PenFed Plugs ARK as DoD Rips Payday Lenders
The Pentagon Federal Credit Union Foundation, part of $16.8 billion PenFed in Alexandria, Va., talked up its Asset Recovery Kit program as the Department of Defense considers tightening rules that apply to military lending.
“We’ve heard a lot recently about service members taking out payday loans with as much as a 19% interest rate or even higher,” said Jane Whitfield, PenFed Foundation president/CEO. “High-interest loans don’t solve a military family’s financial problems, they just make them worse, so we came up with a better option.”
As part of the ARK program, qualifying active duty, reserve and National Guard personnel can borrow up to $500 or 80% of the borrower’s net pay for a flat fee of $5 and no interest for one month. Loan documentation is simple, and up to three loans in six month are available.

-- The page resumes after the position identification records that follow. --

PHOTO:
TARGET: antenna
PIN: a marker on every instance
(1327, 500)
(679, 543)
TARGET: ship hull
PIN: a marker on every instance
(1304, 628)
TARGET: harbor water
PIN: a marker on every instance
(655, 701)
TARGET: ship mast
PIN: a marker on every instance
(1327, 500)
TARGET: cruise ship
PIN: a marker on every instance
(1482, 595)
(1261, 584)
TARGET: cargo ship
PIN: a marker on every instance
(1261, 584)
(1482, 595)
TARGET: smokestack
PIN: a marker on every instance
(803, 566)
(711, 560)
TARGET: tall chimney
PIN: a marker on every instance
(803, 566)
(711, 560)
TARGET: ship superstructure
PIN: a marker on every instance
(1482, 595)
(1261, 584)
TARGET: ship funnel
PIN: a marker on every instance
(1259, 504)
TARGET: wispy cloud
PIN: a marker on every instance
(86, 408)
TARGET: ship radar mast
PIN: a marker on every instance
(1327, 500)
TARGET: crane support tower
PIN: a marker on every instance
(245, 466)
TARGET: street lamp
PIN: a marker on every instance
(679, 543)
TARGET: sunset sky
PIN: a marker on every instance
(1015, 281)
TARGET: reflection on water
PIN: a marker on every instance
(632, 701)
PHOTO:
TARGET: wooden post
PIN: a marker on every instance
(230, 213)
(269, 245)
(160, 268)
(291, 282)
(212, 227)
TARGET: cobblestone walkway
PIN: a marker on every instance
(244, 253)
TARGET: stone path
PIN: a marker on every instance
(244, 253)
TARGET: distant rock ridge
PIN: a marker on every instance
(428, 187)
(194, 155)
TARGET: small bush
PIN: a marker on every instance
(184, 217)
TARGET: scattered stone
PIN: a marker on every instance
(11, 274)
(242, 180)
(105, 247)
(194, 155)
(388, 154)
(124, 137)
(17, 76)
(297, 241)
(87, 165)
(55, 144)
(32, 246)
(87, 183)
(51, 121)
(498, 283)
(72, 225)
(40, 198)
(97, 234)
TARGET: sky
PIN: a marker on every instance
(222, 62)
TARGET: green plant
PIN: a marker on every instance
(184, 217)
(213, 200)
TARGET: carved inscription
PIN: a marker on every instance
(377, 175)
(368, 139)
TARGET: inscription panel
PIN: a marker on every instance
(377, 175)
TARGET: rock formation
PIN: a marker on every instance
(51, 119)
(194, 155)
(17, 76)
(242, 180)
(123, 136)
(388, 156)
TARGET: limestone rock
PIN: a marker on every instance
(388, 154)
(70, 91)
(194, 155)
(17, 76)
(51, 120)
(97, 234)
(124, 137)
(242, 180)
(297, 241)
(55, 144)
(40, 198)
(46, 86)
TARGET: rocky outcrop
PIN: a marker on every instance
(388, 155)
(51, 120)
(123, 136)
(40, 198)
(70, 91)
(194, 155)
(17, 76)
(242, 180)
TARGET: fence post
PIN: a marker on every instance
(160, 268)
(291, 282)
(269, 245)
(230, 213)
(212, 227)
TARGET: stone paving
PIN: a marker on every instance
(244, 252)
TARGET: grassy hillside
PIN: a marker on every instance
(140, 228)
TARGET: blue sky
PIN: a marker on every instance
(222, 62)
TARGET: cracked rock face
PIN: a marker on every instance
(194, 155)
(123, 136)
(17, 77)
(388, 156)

After the first loan, however, borrowers must meet with a local credit counselor to address their issues on a longer-term basis. The program’s goal is to rebuild or repair credit, improve cash flow and increase money-management skills.
“We don’t want to just patch over the problem,” Whitfield said. “We want to help get them out of the situation they are in and make sure they don’t just get into another one.”
Last month, the Department of Defense urged Congress to enhance legal protections for members of the armed forces, releasing a report that cited evolving predatory lending practices in the payday loan industry that circumvent the 2007 Military Lending Act.
PenFed is the country’s third-largest credit union.